CANBERRA (Reuters) - Global miner Rio Tinto says its $19.5 billion (12.27 billion pound) tie-up with China’s state-owned Chinalco is an “evolving” deal and still subject to shareholder consultation.
The deal has come under fire from shareholders, who say Chinalco is being favoured over other investors, and politicians in Canberra who are worried the deal will give China influence over the pricing of a strategic commodity, iron ore.
“I think it’s a situation that is evolving,” Rio Tinto’s iron ore chief Sam Walsh told reporters on Tuesday, adding Rio would decide its next move after meeting shareholders.
“We have certainly seen economic conditions improve since the deal was announced in February, but importantly for us we need to take into account in our deliberations what our shareholders see as the key issues,” he added.
Rio Tinto Chairman Jan du Plessis arrives in Australia this week to talk to shareholders, having discussed the China deal with major UK shareholders over the past two weeks.
Despite leaving the door open to a revised Chinalco deal, Walsh defended the principle of major consumers such as Chinese state firms taking equity stakes in producers, and dismissed concerns about China gaining control or influence over pricing.
He said miners had had joint ventures with customers for nearly 50 years, during which companies and their customers had remained commercially independent.
“In the resource industry there is a solid history of customer involvement in projects and that has not impacted on pricing,” he said.
“It beggars belief that anybody can now object to this in 2009, on the basis of some principle entirely new to this industry.”
Walsh also responded to concerns that Chinalco may press Rio to develop assets offshore at the expense of its Australian assets, and noted the deal involved Chinalco taking direct stakes in Australian iron ore assets, not offshore.
“In this sense, the Chinalco deal will represent a pioneering ... joint venture, and skew trade towards Australia on account of their investment here,” he said.
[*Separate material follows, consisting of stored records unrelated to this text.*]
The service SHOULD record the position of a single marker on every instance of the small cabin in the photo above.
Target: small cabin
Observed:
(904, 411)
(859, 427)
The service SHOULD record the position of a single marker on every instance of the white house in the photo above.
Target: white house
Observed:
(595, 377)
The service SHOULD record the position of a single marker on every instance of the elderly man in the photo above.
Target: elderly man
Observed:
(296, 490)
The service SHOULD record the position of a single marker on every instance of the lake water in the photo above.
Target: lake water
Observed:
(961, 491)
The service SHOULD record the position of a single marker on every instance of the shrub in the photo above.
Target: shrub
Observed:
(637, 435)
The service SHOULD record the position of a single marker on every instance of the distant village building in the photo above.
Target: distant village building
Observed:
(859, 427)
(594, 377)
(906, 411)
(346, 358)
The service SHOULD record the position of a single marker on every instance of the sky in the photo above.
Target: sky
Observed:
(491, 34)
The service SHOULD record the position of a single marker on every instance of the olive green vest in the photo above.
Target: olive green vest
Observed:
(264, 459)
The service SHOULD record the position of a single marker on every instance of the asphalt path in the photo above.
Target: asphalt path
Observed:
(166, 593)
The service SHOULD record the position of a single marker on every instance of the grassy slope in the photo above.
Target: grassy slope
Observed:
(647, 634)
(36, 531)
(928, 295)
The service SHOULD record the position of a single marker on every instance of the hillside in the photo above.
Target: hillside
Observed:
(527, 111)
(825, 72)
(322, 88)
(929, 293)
Rio Tinto lined up the deal with Chinalco in February, looking for a way to pay down half its $38 billion in debt as debt markets remained frozen and commodity prices collapsed.
Under the deal, Chinalco would take direct minority stakes in some Rio mining assets as well as buying convertible notes that could double its equity stake to 18 percent.
Walsh said Chinese iron ore demand had picked up, but this was largely because China, Rio’s biggest iron ore market, had shut about half its own iron ore capacity as spot prices fell.
“That has opened up an opportunity for us, and I’m very pleased to say that for the last six weeks our operations have been running absolutely flat out,” Walsh said.
China imported a record 57 million tonnes of iron ore in April, up 9 percent from March and a third more than a year earlier, official data showed.
The figure surprised industry analysts and came as major producers Rio, BHP Billiton and Brazil’s Vale are locked in tense price negotiations with Chinese, Japanese and South Korean steelmakers.
Walsh said Rio hoped to reach an agreement soon, pointing out that contracts last year were set in the last week of June.
But the top-three iron ore producer said its major growth projects were still either shelved or just “ticking over,” suggesting it was not yet ready to rekindle its long-term plan to expand annual output by 45 percent to 320 million tonnes.
“Our long-term confidence remains despite the short-term shocks of the recent past,” Walsh said.